Size of the full vocabulary including added tokens

property added_tokens_decoder: dict[int, AddedToken]

Mapping from id to AddedToken for the added tokens

property added_tokens_encoder: dict[str, int]

Mapping from added token to token id

convert_ids_to_tokens(index: int | List[int]) str | List[str][source]

Decode a token id, or a list of ids, into their token(s)

convert_tokens_to_ids(token: str | List[str]) int | List[int][source]

Convert a token, or list of tokens, into their token id(s)

convert_tokens_to_string(tokens: List[str]) str[source]

Joins a list of tokens into a string.

get_vocab() dict[str, int][source]

Returns the vocabulary of the tokenzier as a dictionary

property post_processor

Returns the JSON serialization of the post-processor

Tip

This is not part of transformers.PreTrainedTokenizerFast’s API.

set_truncation_and_padding(padding_strategy: PaddingStrategy, truncation_strategy: TruncationStrategy, max_length: int | None = None, stride: int = 0, pad_to_multiple_of: int | None = None)[source]

Configure truncation and padding options for the tokenizer

to_str() str[source]

Serialize the tokenizer into a JSON string

tokenize(text: str, add_special_tokens=False) list[str][source]

Converts a string into a sequence of tokens

property vocab: dict[str, int]

The tokenzier’s vocabulary

property vocab_size

The size of the vocabulary without the added tokens

smirk.SmirkTokenizerFast.__call__(text: str, ...)

Primary method for tokenizing text

See also

transformers.PreTrainedTokenizerBase.__call__() for the 🤗 documentation

Attention

The following features are not supported:

  • Passing in pairs of text. i.e. text_pair or related arguments.

  • Does not support split_special_tokens.

  • Pre-tokenizer inputs, i.e. is_split_into_words

  • Returning overflowing tokens (i.e. return_overflowing_tokens)

smirk.SmirkTokenizerFast.decode(list[int] | Tensor, skip_special_tokens: bool = False, ...) str

Primary method for decoding token ids back into text.

See also

transformers.PreTrainedTokenizerBase.decode() for the 🤗 documentation

smirk.SmirkTokenizerFast.batch_decode(list[list[int]] | Tensor, skip_special_tokens: bool = False, ...) list[str]

Primary method for decoding batches of token ids back into text.

See also

transformers.PreTrainedTokenizerBase.batch_decode() for the 🤗 documentation

smirk.SmirkSelfiesFast(vocab_file: PathLike | None = None, unk_token='[UNK]', **kwargs) PreTrainedTokenizerFast[source]

Instantiate a Chemically-Consistent tokenizer for SELFIES

Parameters:
smirk.SPECIAL_TOKENS = {'bos_token': '[BOS]', 'cls_token': '[CLS]', 'eos_token': '[EOS]', 'mask_token': '[MASK]', 'pad_token': '[PAD]', 'sep_token': '[SEP]', 'unk_token': '[UNK]'}

Default Special tokens used by the SmirkTokenizerFast and SmirkSelfiesFast() tokenizers.
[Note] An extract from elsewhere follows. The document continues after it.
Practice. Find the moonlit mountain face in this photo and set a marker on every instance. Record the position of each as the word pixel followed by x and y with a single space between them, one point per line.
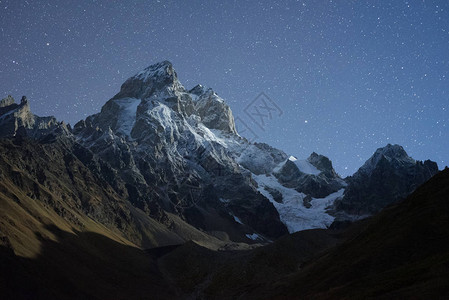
pixel 159 184
pixel 224 150
pixel 349 77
smirk.train_gpe(files: list[str], ref: SmirkTokenizerFast | None = None, min_frequency: int = 0, vocab_size: int = 1024, merge_brackets: bool = False, split_structure: bool = True) SmirkTokenizerFast[source]

Train a Smirk-GPE Tokenizer from a corpus of SMILES encodings.

Parameters:
  • files – List of files containing the corpus to train the tokenizer on

  • ref – The initial tokenizer to start from when training. Defaults to SmirkTokenizerFast() This determines the initial vocabulary and identity of the unknown token

  • min_frequency – Minimum count for a pair to be considered for a merge

  • vocab_size – The target size of the final vocabulary

  • merge_brackets – If true, merges with brackets ([ or ]) are allowed

  • split_structure – If true, will split SMILES encoding on structural elements, before considering merges (i.e. merges across structural elements are not allowed)

Command Line Utility

Train a smirk-gpe tokenizer from a corpus of SMILES encodings

usage: python -m smirk.cli [-h] [--vocab-size VOCAB_SIZE]
                           [--merge-brackets | --no-merge-brackets]
                           [--split-structure | --no-split-structure]
                           [-o OUTPUT]
                           files [files ...]

Positional Arguments

files

Named Arguments

--vocab-size

Default: 1024

--merge-brackets, --no-merge-brackets

Allow merges with bracket ([ or ]) tokens (default: False)

Default: False

--split-structure, --no-split-structure

Split SMILES on structure before training (default: True)

Default: True

-o, --output

directory where trained smirk-gpe model is saved

Default: “.”